Seriale sieci Netflix biją rekordy popularności na całym świecie. Do tej pory do najgłośniejszych należą House of Cards z Kevinem Spacey i Orange is The New Black. 12 sierpnia światową premierę będzie miała nowa produkcja Netflixa, The Get Down, opowiadająca o początkach kultury hip hopowej rodzącej się w Nowym Jorku. W pracę nad nią zaangażowane są takie tuzy świata hip hopu jak raper Nas czy Grandmaster Flash, zaś reżyserem The Get Down jest Baz Luhrmann, który ma na swoim koncie Wielkiego Gatsby'ego czy Moulin Rouge. W obsadzie z kolei pojawia się Jaden Smith, Shameik Moore czy Justice Smith.
W rozmowie z Pudelkiem reżyser Baz Luhrmann i znawca kultury hip hopowej, Nelson George, opowiedzieli o procesie powstawania serialu. Twórcy przekonują, że ich nowy obraz będzie niósł wartość edukacyjną. Według Luhrmanna Koreańczycy wierzą, że hip hop pochodzi z ich kraju...

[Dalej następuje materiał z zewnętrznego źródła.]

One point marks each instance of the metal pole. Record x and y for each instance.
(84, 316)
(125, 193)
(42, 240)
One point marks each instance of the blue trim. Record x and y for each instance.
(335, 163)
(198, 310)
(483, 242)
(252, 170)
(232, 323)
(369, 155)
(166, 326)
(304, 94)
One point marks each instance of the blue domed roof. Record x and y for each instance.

Czułem na nas tę odpowiedzialność. Spędziłem trochę czasu w południowej Azji. Wielu ludzi w Korei uważa, ze hip hop powstał właśnie tam. Południowokoreański hip hop jest super, ale tam nie powstał. To miejsce nazywa się Bronx. Ten problem pojawia się nie tylko w Polsce. Również w USA jest wiele dzieciaków, które choć angażują się w tę kulturę nie rozumieją, jakie są jej źródła. Jak przystało na społeczeństwo "migawek", rejestrują tylko rozkwit tej kultury, który przypada na lata 80. Nie wiedzą, że w latach 70. pewien młody człowiek stworzył sampla. To moc wyobraźni. Uwielbiam tę myśl, że może jedna młoda osoba w Polsce kochająca hip hop zrozumie, że pojawił się dzieciak nie mający nic i zmienił świat. Zrodzi się z tego coś pozytywnego To wszystko, co dziś robimy, wzięło się z Bronxu. Nowy Jork w mojej głowie to płonące samochody, ćpuny. To miasto było tak dzikie. Nie dyskredytuję dzisiejszego Nowego Jorku, ale to już nigdy nie będzie to samo miasto. Następnym miejscem na świecie, w którym wydarzy się coś kreatywnego i dzikiego będzie jakieś niebezpieczne miejsce - zapewnia Luhrmann.
Zaproszenie do projektu takich postaci jak Flash, Kurtis Blow, Rahiem z Furious Five, zebraliśmy szerokie grono, bo chcieliśmy, by serial oparty był na faktach. Jest oczywiście poziom mitologiczny, napędzany przez fikcyjne postaci, ale idea utrzymania autentyczności była tą, która przyświecała procesowi powstawania serialu. Zrobiliśmy dobrą robotę - przekonuje George.